Für bestimmte Früchte und Anwendungsbereiche wurden biologische Gegenspieler wie Aureobasidium pullulans, Hefen oder ausgewählte Bakterien untersucht beziehungsweise in einzelnen Märkten eingesetzt. Ob ein konkretes Präparat in Deutschland für die betreffende Kultur und Nachernteanwendung verfügbar und zugelassen ist, muss vor der Anwendung anhand der aktuellen Produktzulassung geprüft werden. Biologische Verfahren ersetzen keine sorgfältige Ernte- und Lagerhygiene.
Vorbeugung
Die wirksamste Strategie ist die Kombination aus schonender Ernte, konsequenter Hygiene und schneller Entfernung beschädigter Früchte.
- Früchte bei trockenem Wetter und möglichst schonend ernten; Druckstellen, Stielabriss und Fallobst vermeiden.
- Erntekisten, Sortierflächen, Messer und Hände regelmäßig reinigen und vor der Einlagerung sachgerecht desinfizieren.
- Früchte vor dem Einlagern sorgfältig kontrollieren und verletzte, überreife oder bereits faulende Exemplare aussortieren.
- Nur trockene Früchte einlagern und Kondenswasser vermeiden; Lagerung mit stabiler, für die Frucht geeigneter Temperatur und Luftfeuchte führen.

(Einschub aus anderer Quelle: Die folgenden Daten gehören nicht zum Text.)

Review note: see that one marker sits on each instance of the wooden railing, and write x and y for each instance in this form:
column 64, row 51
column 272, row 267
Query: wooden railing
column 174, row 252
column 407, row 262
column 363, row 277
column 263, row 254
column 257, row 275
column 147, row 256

- Früchte nicht unnötig umfüllen oder quetschen und Kisten nicht überfüllen.
- Faules Fallobst, Fruchtmumien und Abfälle aus dem Lagerbereich entfernen; sie nicht neben Erntegut lagern.
- Bei wiederkehrenden Problemen Ein- und Auslagerung, Kühlkette, Verletzungsraten und Reinigungsabläufe dokumentieren.
Wissenswertes
Penicillium expansum ist weltweit einer der wichtigsten Erreger von Lagerfäulen an Äpfeln und Birnen. Der Pilz kann das Mykotoxin Patulin bilden, das besonders für Apfelsaft und andere Apfelerzeugnisse von Bedeutung ist. Patulin ist nicht zuverlässig daran zu erkennen, ob eine Frucht äußerlich nur leicht oder bereits stark geschädigt wirkt.
Die blaugrüne Farbe stammt von den Konidienträgern und Sporen, nicht von einer besonderen Färbung des Fruchtfleisches. Da der Pilz auch bei niedrigen Temperaturen weiter wachsen kann, ist Kühlen eine wichtige Verzögerungsmaßnahme, aber keine Garantie gegen Befall.
Pflanzenschutz- oder Nacherntebehandlungen dürfen in Deutschland ausschließlich mit Produkten durchgeführt werden, die für die betreffende Kultur, Anwendung und das konkrete Problem aktuell gesetzlich zugelassen sind. Vor jeder Anwendung die aktuelle Gebrauchsanweisung und das amtliche Zulassungsregister prüfen; Aufwandmenge, Wartezeit, Anwendungszeitpunkt, Anwenderschutz und Rückstandsvorgaben strikt einhalten. Keine Behandlung sichtbar verschimmelter Früchte als Maßnahme zur Wiederherstellung der Verkehrsfähigkeit ansehen.